Me empeño en creer en un sistema democrático de libertades y librepensamiento, de espíritu crítico y mentes bien pensantes, de buenos gestores y amantes de lo “bien hecho”, y me “choco”, más bien me “estampo” cada mañana con hechos totalmente contrarios al buen hacer democrático. Lo que ayer valía como bueno, ahora se ha convertido en lo contrario. No importa cambiar de opinión porque hay argumentos suficientes para vender una cosa y su contraria. Son charlatanes de feria que venden el producto con el único objetivo de ganar, sin pensar en las consecuencias de sus actos o de si el producto está podrido. Se gratifica al golpista y se machaca al cumplidor de la ley.
Estamos en un mundo donde un delincuente aparece y desaparece cuan Harry Houdini o David Copperfield con el consentimiento cómplice del gobierno que, todavía con la mayor desvergüenza, se atreven a explicarnos tal disparate como si “fuéramos tontos”.
¿En qué mundo se puede consentir que la mujer del presidente consigue una cátedra “por la cara” y por su desvergüenza comprando voluntades y sumisiones de rectores y amigos “con posibles” para financiársela?
¿De verdad se puede dar la situación de que un expresidente que se supone que ha sido regidor de un país democrático se venda al dictador y un gobierno en pleno no se atreve a condenar el golpe de estado del sátrapa?
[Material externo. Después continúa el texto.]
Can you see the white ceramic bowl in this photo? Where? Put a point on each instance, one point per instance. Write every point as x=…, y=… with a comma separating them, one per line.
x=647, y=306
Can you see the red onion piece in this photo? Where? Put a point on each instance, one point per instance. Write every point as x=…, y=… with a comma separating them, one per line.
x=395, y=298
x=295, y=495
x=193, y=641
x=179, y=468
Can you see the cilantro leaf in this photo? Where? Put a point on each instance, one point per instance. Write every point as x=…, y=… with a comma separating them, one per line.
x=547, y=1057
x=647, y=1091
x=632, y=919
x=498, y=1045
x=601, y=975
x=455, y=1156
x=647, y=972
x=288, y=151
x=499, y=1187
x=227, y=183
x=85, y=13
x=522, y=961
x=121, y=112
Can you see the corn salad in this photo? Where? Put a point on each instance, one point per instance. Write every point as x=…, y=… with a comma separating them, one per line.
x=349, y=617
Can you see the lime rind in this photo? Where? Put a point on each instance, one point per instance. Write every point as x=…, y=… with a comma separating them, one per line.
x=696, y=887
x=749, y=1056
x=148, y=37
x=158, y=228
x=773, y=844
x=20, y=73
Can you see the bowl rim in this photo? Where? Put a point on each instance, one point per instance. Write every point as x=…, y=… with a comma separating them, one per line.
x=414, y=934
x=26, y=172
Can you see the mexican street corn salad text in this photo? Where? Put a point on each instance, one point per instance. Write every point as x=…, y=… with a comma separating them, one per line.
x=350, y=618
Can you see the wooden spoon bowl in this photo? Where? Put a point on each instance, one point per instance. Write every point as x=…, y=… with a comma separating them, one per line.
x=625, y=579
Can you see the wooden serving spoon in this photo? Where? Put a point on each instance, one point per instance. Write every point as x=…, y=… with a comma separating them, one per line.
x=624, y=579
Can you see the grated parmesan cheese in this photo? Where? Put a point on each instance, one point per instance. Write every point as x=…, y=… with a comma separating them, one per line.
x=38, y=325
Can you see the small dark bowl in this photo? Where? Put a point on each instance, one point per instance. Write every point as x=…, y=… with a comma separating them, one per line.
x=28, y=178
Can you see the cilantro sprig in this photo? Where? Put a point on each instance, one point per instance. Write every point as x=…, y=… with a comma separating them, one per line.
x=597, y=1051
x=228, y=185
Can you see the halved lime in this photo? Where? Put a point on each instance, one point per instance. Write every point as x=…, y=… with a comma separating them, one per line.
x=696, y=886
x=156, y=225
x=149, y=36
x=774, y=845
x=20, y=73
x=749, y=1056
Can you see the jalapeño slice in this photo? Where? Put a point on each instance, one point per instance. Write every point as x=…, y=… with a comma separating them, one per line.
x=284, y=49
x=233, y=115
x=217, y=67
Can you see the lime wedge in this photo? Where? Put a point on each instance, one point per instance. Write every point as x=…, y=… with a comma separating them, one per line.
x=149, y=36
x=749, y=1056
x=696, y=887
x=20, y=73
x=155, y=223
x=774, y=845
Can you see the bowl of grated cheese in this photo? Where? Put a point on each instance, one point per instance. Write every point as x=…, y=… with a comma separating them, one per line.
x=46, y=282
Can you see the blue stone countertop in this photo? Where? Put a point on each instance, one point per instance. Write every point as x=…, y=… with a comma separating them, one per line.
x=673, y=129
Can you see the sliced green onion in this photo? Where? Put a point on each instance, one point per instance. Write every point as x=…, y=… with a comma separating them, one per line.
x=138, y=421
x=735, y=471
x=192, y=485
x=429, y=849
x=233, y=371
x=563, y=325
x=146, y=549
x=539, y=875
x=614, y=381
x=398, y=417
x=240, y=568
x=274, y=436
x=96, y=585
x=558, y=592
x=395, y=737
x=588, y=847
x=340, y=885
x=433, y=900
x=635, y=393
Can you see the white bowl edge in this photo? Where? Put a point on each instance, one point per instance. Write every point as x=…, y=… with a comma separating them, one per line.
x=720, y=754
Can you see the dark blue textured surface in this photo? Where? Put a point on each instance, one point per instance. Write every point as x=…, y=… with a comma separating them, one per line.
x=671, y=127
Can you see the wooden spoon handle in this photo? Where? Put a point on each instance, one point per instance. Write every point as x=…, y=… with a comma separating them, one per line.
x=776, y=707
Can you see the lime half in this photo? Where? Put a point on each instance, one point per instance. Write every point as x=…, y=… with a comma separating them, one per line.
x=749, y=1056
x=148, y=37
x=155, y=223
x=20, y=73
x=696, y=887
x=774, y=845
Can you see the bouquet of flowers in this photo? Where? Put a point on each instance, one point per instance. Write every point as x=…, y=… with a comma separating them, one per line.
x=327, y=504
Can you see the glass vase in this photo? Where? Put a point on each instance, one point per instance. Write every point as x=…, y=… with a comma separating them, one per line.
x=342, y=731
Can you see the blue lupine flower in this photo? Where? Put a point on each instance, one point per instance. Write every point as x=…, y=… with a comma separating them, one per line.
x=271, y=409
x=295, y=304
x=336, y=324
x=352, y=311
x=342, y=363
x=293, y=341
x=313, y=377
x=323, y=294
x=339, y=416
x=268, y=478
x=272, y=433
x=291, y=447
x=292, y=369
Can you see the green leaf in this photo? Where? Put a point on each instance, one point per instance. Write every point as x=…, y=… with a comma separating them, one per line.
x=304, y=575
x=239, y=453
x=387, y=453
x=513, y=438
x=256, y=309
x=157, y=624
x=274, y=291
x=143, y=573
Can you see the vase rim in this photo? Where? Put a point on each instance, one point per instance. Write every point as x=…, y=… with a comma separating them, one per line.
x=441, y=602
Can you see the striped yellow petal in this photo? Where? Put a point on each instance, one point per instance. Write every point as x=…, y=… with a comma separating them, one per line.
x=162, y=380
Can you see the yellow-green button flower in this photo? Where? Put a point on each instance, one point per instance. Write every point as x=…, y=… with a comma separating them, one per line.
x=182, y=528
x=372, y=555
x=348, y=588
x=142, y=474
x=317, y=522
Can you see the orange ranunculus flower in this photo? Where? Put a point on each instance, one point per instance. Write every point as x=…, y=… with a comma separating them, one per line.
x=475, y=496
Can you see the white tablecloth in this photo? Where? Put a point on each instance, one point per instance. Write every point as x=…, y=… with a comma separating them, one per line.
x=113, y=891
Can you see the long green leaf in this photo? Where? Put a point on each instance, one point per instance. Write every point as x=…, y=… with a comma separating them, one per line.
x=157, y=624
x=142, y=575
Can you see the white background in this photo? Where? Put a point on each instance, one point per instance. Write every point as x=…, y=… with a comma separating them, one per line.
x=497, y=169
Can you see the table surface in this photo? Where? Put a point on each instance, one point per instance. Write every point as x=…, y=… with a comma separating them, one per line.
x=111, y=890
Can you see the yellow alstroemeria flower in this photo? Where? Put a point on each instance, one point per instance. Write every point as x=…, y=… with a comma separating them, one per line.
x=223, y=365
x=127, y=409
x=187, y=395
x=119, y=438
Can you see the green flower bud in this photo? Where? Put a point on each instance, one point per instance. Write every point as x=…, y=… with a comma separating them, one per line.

Se asaltan poderes del Estado contraviniendo el más sencillo sentido democrático y desmintiéndose a sí mismo en otras opiniones vertidas sobre estos mismos casos. Al dictador le da lo mismo acusar de corrupto al que le critica, aunque en sus actos multiplique por mil sus corruptelas y en su afán de aparecer como regeneradores de la democracia invadan todos los poderes del Estado simplificándolos todos en uno solo: “el amo”.
Cuando observo todo esto y un sinfín de tropelías, vuelvo a pensar la llamada “hipótesis de la simulación” y me quiero aferrar a ella y concluir que tanto el mundo como todo lo que habita en él son producto de una realidad simulada. Es una terapia personal para no devenir en la mayor de las decepciones al comprobar que el mundo está lleno de “narcisos” que venden su alma y lo que pillan por el poder, donde los corifeos del jefe no saben decir que el “rey está desnudo”, donde la gente mira para otra parte con tal de vivir sin complicaciones, donde lo que fue ayer fundamental ahora es una moneda de cambio, donde los resucitados coros y danzas del equipo de opinión sincronizada alaban y aplauden los mayores disparates por un “plato de lentejas” o un puesto en el Constitucional o una subvención vivificadora al medio de comunicación cuan oxígeno en una cama de hospital.
En este incomprensible mundo no me queda más opción que aferrarme o a la utilidad de un estoicismo o a la ilusión de la ficción y sugestionarme que la realidad sea otra porque por el camino que vamos cualquier día, el presidente de Gobierno nos anuncia que la Navidad, por gracia de su divina majestad, va a comenzar cuando a él le salga de donde yo les diga. Y habrá gente que le aplauda.